Ignoring this, the Zondorak court relied upon outdated California case law to erroneously conclude that AK-style rifles are not in common use by hunters and target shooters and went so far as to state that an AK- or AR-style rifle is “only slightly removed from M-16 type weapons,” notwithstanding the fact that the similarities are primarily cosmetic and not functional. The Zondorak court based its opinion, in part, by analogizing to restrictions on speech that are allowed under the First Amendment, and then conflating the dangers posed by fully automatic weapons with the non automatic capability of AR- and AK-style semiautomatic rifles. If the Zondorak court’s logic that a cosmetic similarity is tantamount to a functional similarity were applied to First Amendment case law, celebrated and award winning films such as Titanic, American Beauty, and Traffic, and classic literature such as Romeo and Juliet, would all be banned as child pornography. In fact, however, under Ashcroft v. Free Speech Coalition, that type of logic was found to be fatally flawed and such bans were determined to be unconstitutional.

Since the expiration of the 1994 federal “assault weapons” ban in 2004, millions of AR- and AK-style rifles have been sold in the United States and only a few states have instituted bans on such weapons. AR- and AK-style rifles are not only common, they are available in a range of calibers and configurations, making them quite popular for use in everything from varmint control to big game hunting.
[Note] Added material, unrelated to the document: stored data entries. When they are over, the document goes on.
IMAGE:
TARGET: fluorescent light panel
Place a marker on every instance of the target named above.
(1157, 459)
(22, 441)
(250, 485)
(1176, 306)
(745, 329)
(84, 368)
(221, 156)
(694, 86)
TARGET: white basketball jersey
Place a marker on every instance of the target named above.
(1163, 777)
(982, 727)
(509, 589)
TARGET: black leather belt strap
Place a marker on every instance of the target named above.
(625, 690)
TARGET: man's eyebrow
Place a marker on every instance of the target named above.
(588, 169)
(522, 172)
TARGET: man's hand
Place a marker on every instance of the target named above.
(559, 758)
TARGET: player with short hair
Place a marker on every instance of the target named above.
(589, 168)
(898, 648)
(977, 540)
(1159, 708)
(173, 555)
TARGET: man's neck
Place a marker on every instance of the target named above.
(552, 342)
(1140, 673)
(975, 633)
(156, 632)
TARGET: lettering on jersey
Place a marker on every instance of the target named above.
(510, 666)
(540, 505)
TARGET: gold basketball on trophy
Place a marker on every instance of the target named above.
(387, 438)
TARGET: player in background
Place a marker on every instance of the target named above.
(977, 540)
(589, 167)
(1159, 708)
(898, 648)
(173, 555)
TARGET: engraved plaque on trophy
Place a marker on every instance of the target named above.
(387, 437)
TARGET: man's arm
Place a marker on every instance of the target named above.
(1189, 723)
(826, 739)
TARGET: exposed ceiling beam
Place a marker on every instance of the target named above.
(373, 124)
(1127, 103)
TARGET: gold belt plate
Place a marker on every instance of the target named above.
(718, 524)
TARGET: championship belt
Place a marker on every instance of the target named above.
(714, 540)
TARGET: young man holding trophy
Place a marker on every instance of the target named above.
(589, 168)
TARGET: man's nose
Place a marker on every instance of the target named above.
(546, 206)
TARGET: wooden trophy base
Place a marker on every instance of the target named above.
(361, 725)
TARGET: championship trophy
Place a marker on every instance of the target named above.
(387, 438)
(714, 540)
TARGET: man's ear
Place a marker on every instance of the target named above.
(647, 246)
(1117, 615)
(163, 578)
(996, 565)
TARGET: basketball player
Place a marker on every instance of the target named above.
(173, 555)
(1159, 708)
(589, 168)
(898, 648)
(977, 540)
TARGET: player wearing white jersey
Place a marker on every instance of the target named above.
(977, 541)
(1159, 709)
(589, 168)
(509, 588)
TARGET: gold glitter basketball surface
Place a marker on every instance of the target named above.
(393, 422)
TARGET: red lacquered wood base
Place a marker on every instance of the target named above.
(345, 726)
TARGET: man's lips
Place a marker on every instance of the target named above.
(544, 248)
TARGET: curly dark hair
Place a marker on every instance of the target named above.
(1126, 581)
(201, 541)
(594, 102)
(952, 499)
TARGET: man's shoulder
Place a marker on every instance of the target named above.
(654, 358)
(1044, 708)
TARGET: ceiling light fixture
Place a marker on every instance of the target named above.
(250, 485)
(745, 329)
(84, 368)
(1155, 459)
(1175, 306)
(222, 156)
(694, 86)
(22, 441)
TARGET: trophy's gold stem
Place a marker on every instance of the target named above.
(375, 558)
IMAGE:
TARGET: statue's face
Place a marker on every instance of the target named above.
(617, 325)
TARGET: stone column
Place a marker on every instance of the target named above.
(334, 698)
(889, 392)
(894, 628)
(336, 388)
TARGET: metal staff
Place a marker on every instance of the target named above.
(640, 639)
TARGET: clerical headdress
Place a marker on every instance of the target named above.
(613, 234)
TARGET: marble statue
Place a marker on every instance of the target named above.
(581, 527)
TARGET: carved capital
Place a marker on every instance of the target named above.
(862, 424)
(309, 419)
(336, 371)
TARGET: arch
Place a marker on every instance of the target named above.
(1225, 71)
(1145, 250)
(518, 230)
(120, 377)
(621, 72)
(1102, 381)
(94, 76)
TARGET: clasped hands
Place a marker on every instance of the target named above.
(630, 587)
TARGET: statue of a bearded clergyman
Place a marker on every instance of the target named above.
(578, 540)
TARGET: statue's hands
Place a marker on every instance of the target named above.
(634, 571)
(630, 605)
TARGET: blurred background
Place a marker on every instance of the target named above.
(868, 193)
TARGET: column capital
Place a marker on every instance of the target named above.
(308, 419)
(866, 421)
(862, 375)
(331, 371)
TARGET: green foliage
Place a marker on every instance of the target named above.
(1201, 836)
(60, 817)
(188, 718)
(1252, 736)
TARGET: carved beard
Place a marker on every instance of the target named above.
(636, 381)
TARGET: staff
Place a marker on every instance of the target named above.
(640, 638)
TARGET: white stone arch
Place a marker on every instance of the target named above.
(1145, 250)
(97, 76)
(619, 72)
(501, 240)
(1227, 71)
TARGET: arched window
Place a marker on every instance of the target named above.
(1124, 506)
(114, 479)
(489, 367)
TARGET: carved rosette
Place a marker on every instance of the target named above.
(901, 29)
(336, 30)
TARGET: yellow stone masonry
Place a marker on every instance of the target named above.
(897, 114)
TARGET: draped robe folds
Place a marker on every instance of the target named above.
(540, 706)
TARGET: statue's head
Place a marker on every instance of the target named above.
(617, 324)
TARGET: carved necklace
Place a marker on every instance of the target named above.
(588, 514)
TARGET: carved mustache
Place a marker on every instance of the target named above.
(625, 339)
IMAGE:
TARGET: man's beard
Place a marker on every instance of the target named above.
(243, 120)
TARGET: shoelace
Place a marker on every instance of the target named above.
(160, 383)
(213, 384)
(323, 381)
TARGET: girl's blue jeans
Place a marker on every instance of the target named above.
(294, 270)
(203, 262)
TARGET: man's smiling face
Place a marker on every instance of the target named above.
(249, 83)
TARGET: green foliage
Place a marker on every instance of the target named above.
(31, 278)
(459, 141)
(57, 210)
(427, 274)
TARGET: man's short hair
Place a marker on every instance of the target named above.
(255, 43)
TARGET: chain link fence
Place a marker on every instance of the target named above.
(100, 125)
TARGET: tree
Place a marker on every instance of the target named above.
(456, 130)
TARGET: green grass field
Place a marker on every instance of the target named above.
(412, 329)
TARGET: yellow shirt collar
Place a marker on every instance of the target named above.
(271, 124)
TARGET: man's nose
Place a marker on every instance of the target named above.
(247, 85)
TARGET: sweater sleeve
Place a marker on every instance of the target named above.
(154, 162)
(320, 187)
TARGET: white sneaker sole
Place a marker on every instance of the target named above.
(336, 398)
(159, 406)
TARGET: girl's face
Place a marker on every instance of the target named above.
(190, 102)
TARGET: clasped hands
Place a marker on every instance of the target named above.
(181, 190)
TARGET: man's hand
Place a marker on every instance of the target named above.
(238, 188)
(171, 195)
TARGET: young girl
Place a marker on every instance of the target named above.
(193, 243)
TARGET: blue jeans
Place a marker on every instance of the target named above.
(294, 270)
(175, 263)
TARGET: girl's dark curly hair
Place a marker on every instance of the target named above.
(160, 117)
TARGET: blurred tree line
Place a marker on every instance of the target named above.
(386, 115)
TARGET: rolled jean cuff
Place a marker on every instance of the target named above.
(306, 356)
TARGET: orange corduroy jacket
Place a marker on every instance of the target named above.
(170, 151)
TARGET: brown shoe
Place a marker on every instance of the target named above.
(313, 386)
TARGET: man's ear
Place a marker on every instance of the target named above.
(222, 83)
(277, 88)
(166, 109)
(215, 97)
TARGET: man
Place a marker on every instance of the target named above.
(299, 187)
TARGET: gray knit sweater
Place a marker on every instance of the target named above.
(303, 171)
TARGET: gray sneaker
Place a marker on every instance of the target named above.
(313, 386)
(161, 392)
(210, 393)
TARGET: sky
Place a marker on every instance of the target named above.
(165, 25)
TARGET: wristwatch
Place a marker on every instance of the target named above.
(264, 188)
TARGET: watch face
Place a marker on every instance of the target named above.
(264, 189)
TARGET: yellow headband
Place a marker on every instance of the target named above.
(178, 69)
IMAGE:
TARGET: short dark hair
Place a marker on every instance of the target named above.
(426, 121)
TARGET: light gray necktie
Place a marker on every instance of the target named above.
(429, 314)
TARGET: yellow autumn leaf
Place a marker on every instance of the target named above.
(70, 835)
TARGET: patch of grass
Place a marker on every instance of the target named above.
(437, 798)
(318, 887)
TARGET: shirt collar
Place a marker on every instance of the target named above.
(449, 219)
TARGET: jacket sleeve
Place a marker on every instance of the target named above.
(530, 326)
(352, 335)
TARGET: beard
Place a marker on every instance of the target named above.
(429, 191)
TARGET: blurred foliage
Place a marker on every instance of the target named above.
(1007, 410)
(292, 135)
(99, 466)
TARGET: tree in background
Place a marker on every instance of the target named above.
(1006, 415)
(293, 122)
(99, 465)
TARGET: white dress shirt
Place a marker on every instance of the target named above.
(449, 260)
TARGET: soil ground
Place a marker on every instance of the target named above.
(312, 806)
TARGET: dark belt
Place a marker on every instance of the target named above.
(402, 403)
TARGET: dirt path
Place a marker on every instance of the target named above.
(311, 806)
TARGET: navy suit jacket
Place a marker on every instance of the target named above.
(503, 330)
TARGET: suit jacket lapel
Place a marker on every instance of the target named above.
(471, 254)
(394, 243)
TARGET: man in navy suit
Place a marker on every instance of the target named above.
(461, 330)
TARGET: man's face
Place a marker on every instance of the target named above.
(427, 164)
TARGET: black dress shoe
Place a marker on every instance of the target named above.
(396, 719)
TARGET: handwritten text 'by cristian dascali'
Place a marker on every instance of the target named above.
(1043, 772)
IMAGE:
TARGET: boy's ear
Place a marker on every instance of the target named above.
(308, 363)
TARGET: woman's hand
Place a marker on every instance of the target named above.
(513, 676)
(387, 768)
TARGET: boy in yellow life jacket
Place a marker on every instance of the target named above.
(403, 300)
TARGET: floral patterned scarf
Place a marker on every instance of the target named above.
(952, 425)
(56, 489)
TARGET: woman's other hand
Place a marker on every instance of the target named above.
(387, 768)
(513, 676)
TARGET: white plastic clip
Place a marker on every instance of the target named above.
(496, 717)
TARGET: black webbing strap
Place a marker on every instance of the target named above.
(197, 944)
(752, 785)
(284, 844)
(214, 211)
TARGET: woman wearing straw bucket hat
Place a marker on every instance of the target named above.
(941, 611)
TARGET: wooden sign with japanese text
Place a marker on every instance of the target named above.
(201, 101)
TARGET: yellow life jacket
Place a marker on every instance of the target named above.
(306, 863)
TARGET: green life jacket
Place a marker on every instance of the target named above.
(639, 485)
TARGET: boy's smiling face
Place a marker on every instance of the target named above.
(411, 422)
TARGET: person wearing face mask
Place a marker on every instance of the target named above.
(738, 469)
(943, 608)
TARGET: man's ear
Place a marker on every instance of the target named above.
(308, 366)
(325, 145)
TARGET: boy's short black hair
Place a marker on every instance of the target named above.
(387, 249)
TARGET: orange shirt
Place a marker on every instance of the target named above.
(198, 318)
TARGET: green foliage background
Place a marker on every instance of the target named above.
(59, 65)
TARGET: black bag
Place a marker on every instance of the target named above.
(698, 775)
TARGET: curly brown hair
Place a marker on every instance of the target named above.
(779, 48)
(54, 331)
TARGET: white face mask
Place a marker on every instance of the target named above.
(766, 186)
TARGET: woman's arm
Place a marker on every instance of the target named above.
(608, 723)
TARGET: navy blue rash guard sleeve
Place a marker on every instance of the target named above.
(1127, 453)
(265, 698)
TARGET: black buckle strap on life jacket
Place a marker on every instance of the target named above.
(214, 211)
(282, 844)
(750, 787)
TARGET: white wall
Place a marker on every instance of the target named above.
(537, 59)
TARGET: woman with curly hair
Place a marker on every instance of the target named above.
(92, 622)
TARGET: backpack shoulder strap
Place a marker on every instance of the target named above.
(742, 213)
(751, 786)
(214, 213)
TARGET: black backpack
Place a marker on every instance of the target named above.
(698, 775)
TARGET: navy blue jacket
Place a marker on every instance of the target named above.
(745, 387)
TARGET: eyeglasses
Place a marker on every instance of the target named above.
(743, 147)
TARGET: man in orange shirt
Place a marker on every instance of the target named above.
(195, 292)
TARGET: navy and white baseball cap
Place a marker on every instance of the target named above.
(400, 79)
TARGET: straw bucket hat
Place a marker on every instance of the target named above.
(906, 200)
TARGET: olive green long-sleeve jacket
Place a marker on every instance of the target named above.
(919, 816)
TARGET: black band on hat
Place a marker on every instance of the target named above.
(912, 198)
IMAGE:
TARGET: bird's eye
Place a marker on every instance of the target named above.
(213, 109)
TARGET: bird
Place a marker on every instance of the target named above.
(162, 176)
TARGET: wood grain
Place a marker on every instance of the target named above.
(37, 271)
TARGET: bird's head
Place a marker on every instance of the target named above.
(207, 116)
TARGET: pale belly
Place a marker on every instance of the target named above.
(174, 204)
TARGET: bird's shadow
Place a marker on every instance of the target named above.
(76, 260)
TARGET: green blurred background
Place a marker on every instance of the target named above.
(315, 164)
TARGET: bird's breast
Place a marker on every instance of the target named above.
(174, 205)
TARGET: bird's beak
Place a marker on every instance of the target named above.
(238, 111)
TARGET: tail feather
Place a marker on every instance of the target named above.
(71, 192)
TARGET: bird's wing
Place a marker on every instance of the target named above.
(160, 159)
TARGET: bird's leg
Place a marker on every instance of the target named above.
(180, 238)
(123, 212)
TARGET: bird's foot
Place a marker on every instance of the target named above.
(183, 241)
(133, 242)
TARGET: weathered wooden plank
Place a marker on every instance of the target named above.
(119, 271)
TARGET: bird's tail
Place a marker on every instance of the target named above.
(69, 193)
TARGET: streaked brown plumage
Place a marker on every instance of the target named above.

Consequently, the Zondorak court erred in ending its inquiry by concluding that the AK-style rifle at issue was not subject to the protections of the Second Amendment. Had the Zondorak court followed the Marzzarella test, as it claimed it was doing, it would have reviewed the law using, at a minimum, intermediate scrutiny.

The Zondorak court simply concluded that AK-style rifles subject to the California ban are “at least as dangerous and unusual as the short-barreled shotgun [under Miller],” but based this conclusion on cosmetic similarities only. The Zondorak court did not engage in any substantive analysis to arrive at this faulty conclusion.

To wit, in California, there is an “assault weapons” law that bans enumerated AR- and AK-style rifles. For example, Colt AR-15 series rifles are banned. However, rifles of the same style and overall functioning as the Colt AR-15, that are made from receivers that are not listed in the California law, are not illegal. Thus, millions of Californians legally own and use AR- and AK-style rifles that are built on “off list lower receivers” using “bullet buttons.” An off list lower AR is identical to a banned AR-15, other than the words engraved on the receiver. In addition, there is a separate ban on “high capacity magazines,” defined as any magazine that holds more than ten rounds of ammunition. Because there is a superseding limit on the number of rounds that any weapon can hold, any distinction between a banned AR/AK-style rifle built on a listed lower receiver and a legal AR/AK-style rifle built on an off list lower receiver is cosmetic at most. Both rifles fire the same ammunition at the same rate of fire with the same velocity for any particular configuration. If the California assault weapons ban were to be ruled unconstitutional, the high capacity magazine ban would still limit the number of rounds that could be fired to ten, exactly the same as with an off list lower rifle that is currently legal in California.

Therefore, there is no basis to conclude that an AK-style rifle subject to California’s assault weapons ban is not protected by the Second Amendment under Miller. Furthermore, assuming that the Marzzarella test is not violative of Heller, California’s assault weapons ban should have been subject to a strict scrutiny review, since it affects an entire class of weapon.